Step 502 checks whether channel and listing satisfy the condition that is provided with of upgrading, and upgrading the condition that is provided with can be according to user's demand setting, and the renewal of identification vocabulary and matching list can be set to one day.If satisfy to upgrade condition execution instep 504 is set, otherwise returnsstep 502.

Step 504, the channel switch device is downloaded up-to-date channel and listing data, more new channel and listing from the EPG server.

The target of this renewal can be the EPG server, also can be local network or CD etc.

Please in conjunction with referring to Fig. 6, embodiment of the invention identification vocabulary and matching list update method comprise the steps:

Step 602 checks whether identification vocabulary and matching list satisfy the condition that is provided with of upgrading, and upgrading the condition that is provided with can be according to user's demand setting, and the renewal of identification vocabulary and matching list can be set to one minute.If satisfy to upgrade condition execution instep 604 is set, otherwise returnsstep 602.

Step 604 is upgraded local identification vocabulary and matching list according to channel and listing.

One of ordinary skill in the art will appreciate that all or part of step in the said method can be finished by the relevant hardware of program command, this program can be stored in the computer-readable recording medium, this storage medium as, RAM, ROM or CD etc.

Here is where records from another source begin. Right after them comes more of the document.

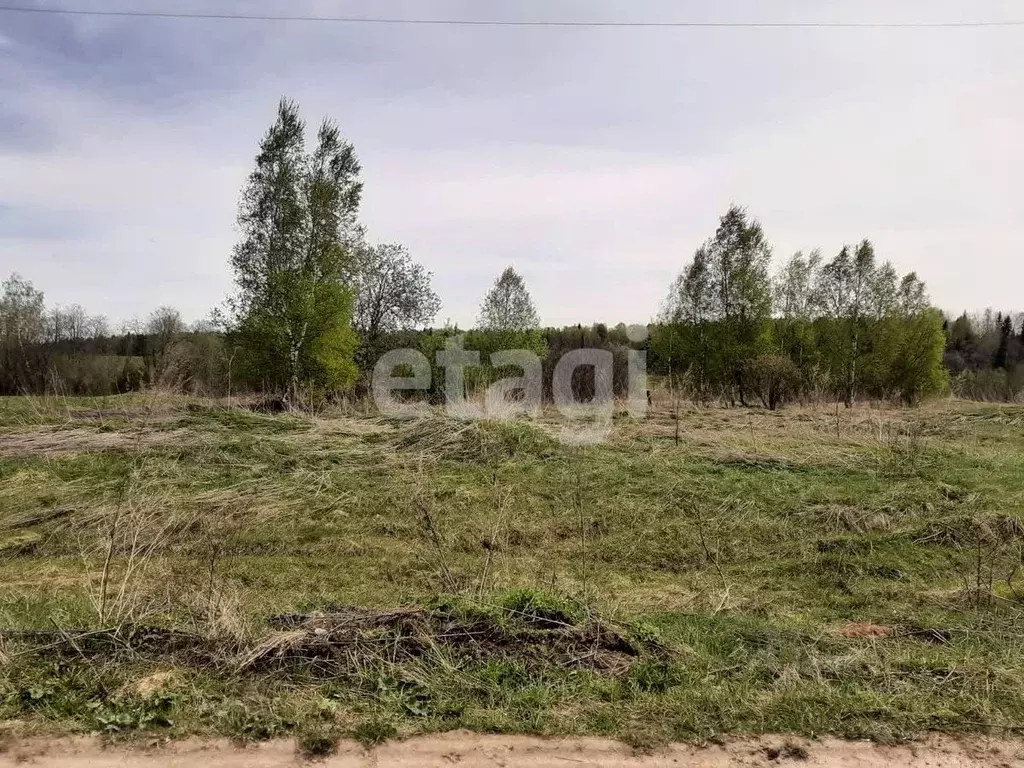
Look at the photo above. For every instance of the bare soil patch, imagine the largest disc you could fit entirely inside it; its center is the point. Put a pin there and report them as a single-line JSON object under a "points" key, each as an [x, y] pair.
{"points": [[476, 751]]}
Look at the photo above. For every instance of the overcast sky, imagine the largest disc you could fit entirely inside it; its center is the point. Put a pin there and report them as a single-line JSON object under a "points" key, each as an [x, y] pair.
{"points": [[595, 161]]}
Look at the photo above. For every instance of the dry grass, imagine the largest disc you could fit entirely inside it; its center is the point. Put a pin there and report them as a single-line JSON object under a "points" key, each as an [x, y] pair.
{"points": [[745, 550]]}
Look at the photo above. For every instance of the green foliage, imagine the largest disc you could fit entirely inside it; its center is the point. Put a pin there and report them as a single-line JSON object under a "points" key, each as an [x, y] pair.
{"points": [[721, 306], [297, 219], [508, 305]]}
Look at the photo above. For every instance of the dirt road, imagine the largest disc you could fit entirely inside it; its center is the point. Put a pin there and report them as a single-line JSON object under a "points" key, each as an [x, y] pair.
{"points": [[477, 751]]}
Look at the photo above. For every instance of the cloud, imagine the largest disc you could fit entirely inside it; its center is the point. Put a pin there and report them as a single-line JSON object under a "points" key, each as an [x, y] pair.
{"points": [[594, 160]]}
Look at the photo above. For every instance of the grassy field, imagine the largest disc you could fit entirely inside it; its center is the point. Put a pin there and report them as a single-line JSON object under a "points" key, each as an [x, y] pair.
{"points": [[182, 566]]}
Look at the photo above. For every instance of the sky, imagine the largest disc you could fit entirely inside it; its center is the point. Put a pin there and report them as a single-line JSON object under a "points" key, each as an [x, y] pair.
{"points": [[594, 161]]}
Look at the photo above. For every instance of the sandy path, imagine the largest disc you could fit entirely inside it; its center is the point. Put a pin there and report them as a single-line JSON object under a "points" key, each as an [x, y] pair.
{"points": [[475, 751]]}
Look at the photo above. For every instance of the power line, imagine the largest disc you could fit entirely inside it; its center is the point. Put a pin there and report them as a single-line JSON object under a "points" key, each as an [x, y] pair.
{"points": [[496, 23]]}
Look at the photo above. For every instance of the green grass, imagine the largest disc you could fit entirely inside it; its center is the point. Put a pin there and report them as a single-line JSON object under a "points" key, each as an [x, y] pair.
{"points": [[745, 552]]}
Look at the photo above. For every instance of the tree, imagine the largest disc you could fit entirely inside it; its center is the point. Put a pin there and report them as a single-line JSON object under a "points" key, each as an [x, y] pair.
{"points": [[721, 303], [775, 378], [163, 327], [392, 292], [795, 302], [846, 292], [508, 305], [1006, 330], [684, 338], [20, 327], [98, 327], [297, 218]]}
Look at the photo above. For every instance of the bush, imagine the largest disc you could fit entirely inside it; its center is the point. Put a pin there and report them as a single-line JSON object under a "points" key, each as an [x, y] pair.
{"points": [[775, 378]]}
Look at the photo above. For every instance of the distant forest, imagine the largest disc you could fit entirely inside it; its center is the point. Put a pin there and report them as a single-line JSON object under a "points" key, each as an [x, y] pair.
{"points": [[982, 355], [316, 303]]}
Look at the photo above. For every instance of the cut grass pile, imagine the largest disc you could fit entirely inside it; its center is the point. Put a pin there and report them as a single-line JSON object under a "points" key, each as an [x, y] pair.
{"points": [[193, 566]]}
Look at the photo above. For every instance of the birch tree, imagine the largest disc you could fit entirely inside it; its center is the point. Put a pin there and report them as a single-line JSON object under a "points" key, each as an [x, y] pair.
{"points": [[297, 218]]}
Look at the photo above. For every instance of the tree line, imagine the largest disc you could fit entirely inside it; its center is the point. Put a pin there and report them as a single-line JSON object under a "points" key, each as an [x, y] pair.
{"points": [[315, 303]]}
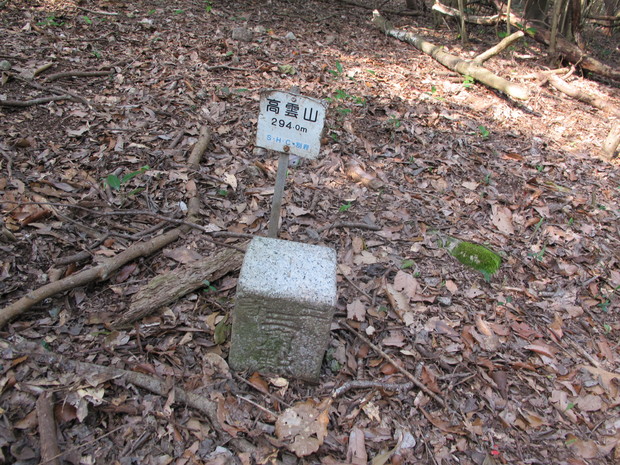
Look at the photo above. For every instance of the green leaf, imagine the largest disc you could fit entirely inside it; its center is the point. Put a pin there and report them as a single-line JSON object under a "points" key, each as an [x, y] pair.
{"points": [[129, 176]]}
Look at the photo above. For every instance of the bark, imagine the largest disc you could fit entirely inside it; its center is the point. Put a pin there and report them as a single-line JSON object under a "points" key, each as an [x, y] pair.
{"points": [[50, 452], [612, 142], [168, 287], [102, 272], [505, 42], [464, 67], [567, 50]]}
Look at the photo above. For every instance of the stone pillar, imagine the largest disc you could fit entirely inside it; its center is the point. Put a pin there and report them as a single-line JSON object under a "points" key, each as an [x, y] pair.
{"points": [[285, 302]]}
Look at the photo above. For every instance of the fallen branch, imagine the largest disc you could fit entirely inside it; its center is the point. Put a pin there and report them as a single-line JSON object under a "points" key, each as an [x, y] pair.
{"points": [[612, 142], [464, 67], [561, 85], [566, 49], [50, 452], [472, 19], [365, 384], [98, 12], [159, 387], [103, 271], [505, 43], [168, 287], [54, 77], [396, 365], [33, 102], [344, 224], [392, 12]]}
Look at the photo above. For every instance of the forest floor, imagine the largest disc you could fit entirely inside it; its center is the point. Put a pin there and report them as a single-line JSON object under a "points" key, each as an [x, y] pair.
{"points": [[523, 368]]}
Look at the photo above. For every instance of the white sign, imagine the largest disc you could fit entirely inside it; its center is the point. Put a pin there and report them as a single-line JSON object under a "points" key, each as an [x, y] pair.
{"points": [[290, 123]]}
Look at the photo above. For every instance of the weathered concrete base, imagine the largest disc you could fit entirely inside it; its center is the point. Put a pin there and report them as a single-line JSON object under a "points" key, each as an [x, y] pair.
{"points": [[286, 295]]}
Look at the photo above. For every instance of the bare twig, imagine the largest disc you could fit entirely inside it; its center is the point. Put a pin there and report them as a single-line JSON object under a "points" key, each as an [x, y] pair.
{"points": [[405, 372], [157, 386], [54, 77], [344, 224], [364, 384], [103, 271], [98, 12], [33, 102], [50, 452]]}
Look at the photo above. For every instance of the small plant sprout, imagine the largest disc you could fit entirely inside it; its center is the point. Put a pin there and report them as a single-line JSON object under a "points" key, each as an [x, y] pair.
{"points": [[394, 122], [338, 71], [208, 287], [345, 207], [468, 81], [115, 183]]}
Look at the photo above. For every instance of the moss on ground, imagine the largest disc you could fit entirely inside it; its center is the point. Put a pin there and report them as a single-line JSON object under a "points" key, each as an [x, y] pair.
{"points": [[474, 256]]}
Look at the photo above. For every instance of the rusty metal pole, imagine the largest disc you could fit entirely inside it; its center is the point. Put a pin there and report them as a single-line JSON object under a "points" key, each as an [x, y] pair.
{"points": [[278, 194]]}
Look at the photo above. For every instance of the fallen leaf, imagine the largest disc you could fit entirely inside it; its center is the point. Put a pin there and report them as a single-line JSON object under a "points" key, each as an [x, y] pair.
{"points": [[303, 427], [542, 349], [356, 449], [398, 301], [610, 381], [258, 382], [356, 310], [502, 219], [590, 403], [405, 282]]}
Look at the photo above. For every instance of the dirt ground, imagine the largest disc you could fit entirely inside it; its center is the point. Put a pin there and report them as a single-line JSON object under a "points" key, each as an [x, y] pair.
{"points": [[522, 367]]}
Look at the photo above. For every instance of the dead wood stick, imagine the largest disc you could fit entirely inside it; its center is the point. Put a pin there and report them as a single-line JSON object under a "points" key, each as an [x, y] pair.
{"points": [[150, 383], [168, 287], [50, 452], [97, 273], [405, 372], [504, 43], [103, 271], [612, 142], [454, 63], [564, 87], [168, 219], [35, 101], [365, 384], [53, 77], [345, 224], [455, 13], [98, 12]]}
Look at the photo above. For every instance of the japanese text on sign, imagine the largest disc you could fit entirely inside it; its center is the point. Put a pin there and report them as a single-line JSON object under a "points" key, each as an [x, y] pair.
{"points": [[290, 123]]}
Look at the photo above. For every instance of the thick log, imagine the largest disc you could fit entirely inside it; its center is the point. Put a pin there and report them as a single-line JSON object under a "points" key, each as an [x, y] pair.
{"points": [[168, 287], [612, 142], [454, 63], [569, 51]]}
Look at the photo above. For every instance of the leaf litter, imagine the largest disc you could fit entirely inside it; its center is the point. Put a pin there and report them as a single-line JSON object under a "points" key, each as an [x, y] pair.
{"points": [[527, 363]]}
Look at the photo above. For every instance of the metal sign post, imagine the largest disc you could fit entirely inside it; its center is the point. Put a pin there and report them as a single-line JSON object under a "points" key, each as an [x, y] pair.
{"points": [[289, 124]]}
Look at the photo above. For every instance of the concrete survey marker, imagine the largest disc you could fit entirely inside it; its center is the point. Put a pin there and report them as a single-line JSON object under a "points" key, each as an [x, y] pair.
{"points": [[290, 123], [286, 296]]}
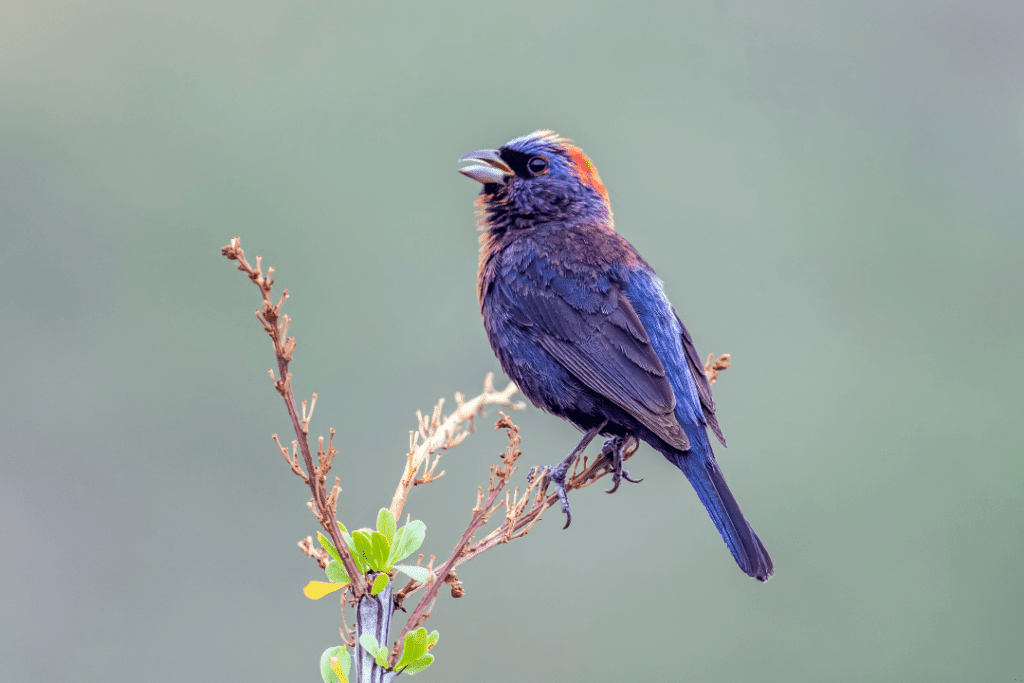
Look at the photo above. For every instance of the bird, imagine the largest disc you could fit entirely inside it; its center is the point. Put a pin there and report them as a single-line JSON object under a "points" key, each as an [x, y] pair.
{"points": [[582, 324]]}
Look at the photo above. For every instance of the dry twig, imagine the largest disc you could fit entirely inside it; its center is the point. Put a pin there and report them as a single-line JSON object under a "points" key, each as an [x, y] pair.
{"points": [[713, 367], [441, 434], [324, 506]]}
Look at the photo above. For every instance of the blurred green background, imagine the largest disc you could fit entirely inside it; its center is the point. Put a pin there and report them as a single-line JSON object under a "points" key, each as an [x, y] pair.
{"points": [[832, 191]]}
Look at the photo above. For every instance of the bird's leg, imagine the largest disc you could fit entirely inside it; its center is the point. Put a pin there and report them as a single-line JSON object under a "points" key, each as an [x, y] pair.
{"points": [[558, 474], [614, 447]]}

The embodiment of the invention receives the user's voice input signal by controller, identify title to be matched by the channel switch device according to the voice input signal of described input, mate the channel that draws the needs switching according to described title to be matched and matching list, and switch to the described channel that need to switch, avoided the complicated and high problem of cost at the enterprising lang sound of controller identifying operation, make the user operate very convenient, and make full use of the performance of channel switch device, saved the cost of control.Identify title to be matched by the channel switch device, special speech recognition server need be set in network, prevent that the response time is long, avoided because the problem that transmitted data on network is lost, and saved the cost of building network.The embodiment of the invention is by intercepting actual speech section, and the accuracy rate of speech recognition is improved, and has removed the interference of noise.During by quiet control unit control phonetic entry, set-top box is quiet, prevent the sound of televising interference to user speech.From EPG server more new channel and listing automatically, identification vocabulary and matching list have avoided that the user is manual affected to bring unhandy drawback by update module.

In sum, more than be preferred embodiment of the present invention only, be not to be used to limit protection scope of the present invention.Within the spirit and principles in the present invention all, any modification of being done, be equal to replacement, improvement etc., all should be included within protection scope of the present invention.